PORTLAND, Ore. (KOIN) -- It was just this past Friday that TriMet issued a warning saying fare inspectors would be out over the weekend checking tickets on trains to the Rose Garden.
It turns out that people who get caught riding MAX without a $2.50 ticket can get a reduced fine -- or no fine at all.
Ticketless rider options
It's a deal that's "not up to TriMet, it's up to the court," said TriMet Public Information Officer Roberta Altstadt.
By going to traffic court, riders can choose to serve eight hours of community service instead of paying the $175 fine. Usually that amounts to litter patrol, or other local clean-up tasks.
A spokesperson for the traffic court also said fines often are reduced by a judge -- to just $60.
Meanwhile, mass transit riders in Portland soon can buy TriMet tickets on their smartphone. Rider accounts and tickets are stored on a secure server. In TriMet's mobile app FAQ, users are instructed to "only activate your ticket when you are ready to board your bus or train."
TriMet is starting a beta test of the option, with 150 people trying out the app. About 1,500 people applied to be part of the test. The app is expected to be available to everyone with a smart phone this summer.
Project Clean Slate
The option to swap eight hours of volunteer time for a city-related fine isn't new in Multnomah County.
Project Clean Slate allows those with suspended licenses, no licenses or delinquent traffic fines to perform community service for all or part of the past delinquent fines.

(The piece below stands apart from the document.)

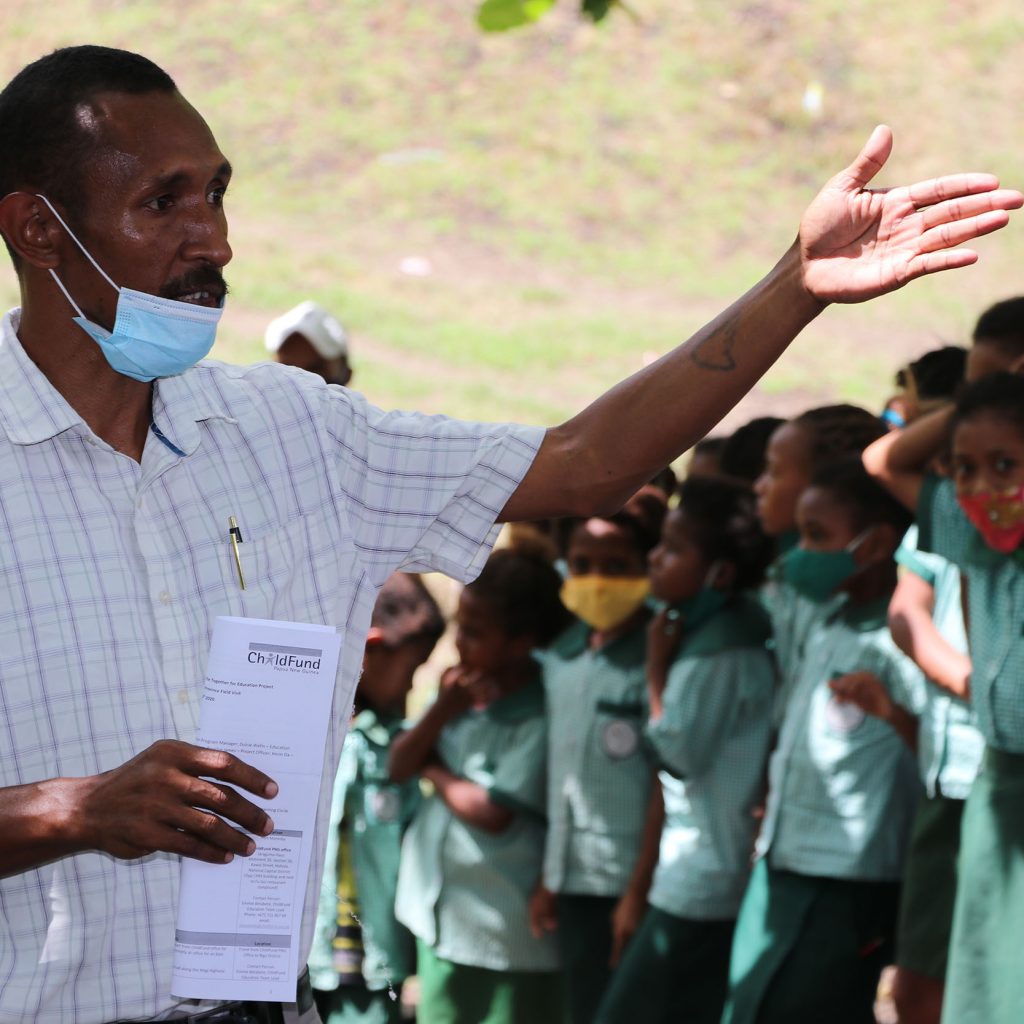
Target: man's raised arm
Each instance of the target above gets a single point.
(854, 244)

Participants are required to attend and participate in a Personal and Community Responsibility Classes of eight hours or more.
However, there's still a fee under this program. A fee of $250 goes to the Oregon State Police for expungement of traffic records, and there may be an additional fingerprinting fee. The Personal and Community Responsibility Classes costs another $250, the program reports.